In an attempt to bridge this gap, the central government had announced a 1,800 kilometer frontier highway project with an estimated cost of USD 6.5 million in 2014 proposed to be built between Tawang and Vijaynagar in the restive state of Arunachal Pradesh.
The project was to be monitored by the Ministry of Home Affairs. However, two years down the line, the plan remains in cold storage, triggering strong resentment by locals. According to official sources, the main reason behind the delay in starting the project is the Indian Army's skepticism.
The Directorate General of Military Organization (DGMO) has warned that border roads could become a liability in the event of a war with China. According to sources, the DGMO has written to the Ministry of Home Affairs saying "the proposal entails construction of roads and tunnels along a fresh alignment in close proximity 15-40 Kilometer of Line of Actual Control, which is not desirable."
Physical work on the project was proposed to be initiated by 2018. But the rigid stance of the Army is holding back any progress in documentation and formalities. The Indian Army continues to believe that underdevelopment of border areas would minimize the damage and prevent easy access to the Chinese Army in Indian territory.
Disagreeing with the objection raised by the Army, Dorjee Sona says, "We can't leave the border area undeveloped because it will create a lot of problems. Because people need to be happy and to make people happy we need to give them basic facilities and infrastructure."
India recently operationalized an upgraded Advanced Landing Ground (ALG) for the armed forces in Mechuka of Arunachal Pradesh last month but local administration is not happy with the idea that they will not be allowed to use the facility.

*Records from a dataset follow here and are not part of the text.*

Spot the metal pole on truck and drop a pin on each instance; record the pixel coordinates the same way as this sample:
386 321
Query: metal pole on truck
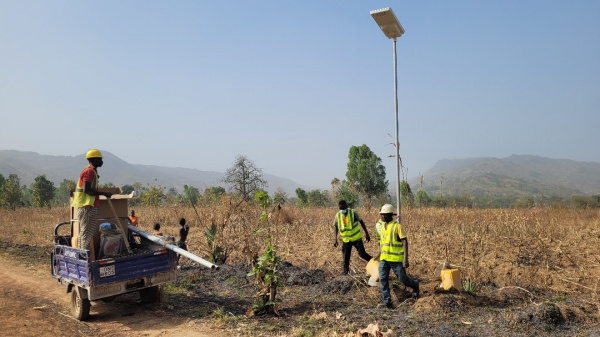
174 248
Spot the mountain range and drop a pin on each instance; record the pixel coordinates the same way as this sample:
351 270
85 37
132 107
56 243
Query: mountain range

Dorjee says, "How government sees the border area from the defense-strategic way, we don't know. But, as people from the border area, we feel we also have equal rights to have access to basic facilities. Many representatives from the state met Minister of State for Home Affairs (Kiren Rijuju) and discussed the issues. Even he had the same opinion that the problems are there because the DGMO has some reservations regarding some of the strategic points (of the proposed highway)."
India and China fought a month long war in 1962. The war stopped after a ceasefire was declared. But, the border dispute continues to linger. China has developed high level infrastructure in border areas in Tibet to facilitate operations of its armed forces, but India has adopted the opposite tactic of leaving the area devoid of basic infrastructure as a deterrent to possible infiltration for Chinese forces.